Boy I have had fun with this one on five sites. The trap sends me an email when a bad bot gobbles my /trap.php. It's been working with out problems for over a year, and I'm not sure it has a problem even now. I think it's with MSN.
Here's the deal. I was going over the pages indexed by the big three for one of my sites and there was the surprise. MSN Search had neatly indexed mydomain.com/trap.php A great way for anyone who happened to stumble on it to block themselves.
I checked the log file and MSN's bot never touched that trap.php or banned itself. I checked my sitemap.xml to see if I had stuck it in there by accident. Is it possible that it grabbed that from my server log as it would have been put there when testing?
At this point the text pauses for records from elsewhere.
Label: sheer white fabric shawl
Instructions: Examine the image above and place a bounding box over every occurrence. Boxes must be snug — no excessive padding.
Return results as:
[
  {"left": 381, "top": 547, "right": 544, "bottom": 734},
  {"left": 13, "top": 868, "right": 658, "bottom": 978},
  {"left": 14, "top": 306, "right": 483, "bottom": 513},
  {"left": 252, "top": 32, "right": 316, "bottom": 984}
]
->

The site is only a couple of weeks old and just starting to get spidered. For some reason Google is letting the others get ahead on this one. If anyone has an idea I would sure enjoy hearing it.
[edited by: jatar_k at 5:54 am (utc) on Feb. 2, 2006] [edit reason] fixed link [/edit]
If what you see is the URL of your trap page in the index, it is a normal behavior for msn. It happens to me too. What happens is that the bot will pick up the link from any page which links to your trap but following the rules in your robots.txt it won't hit the page. However, it will be listed in the index as URL only.
In fact, for my site, when I do a site:example.com command using msn, it comes in the top 5 lol!.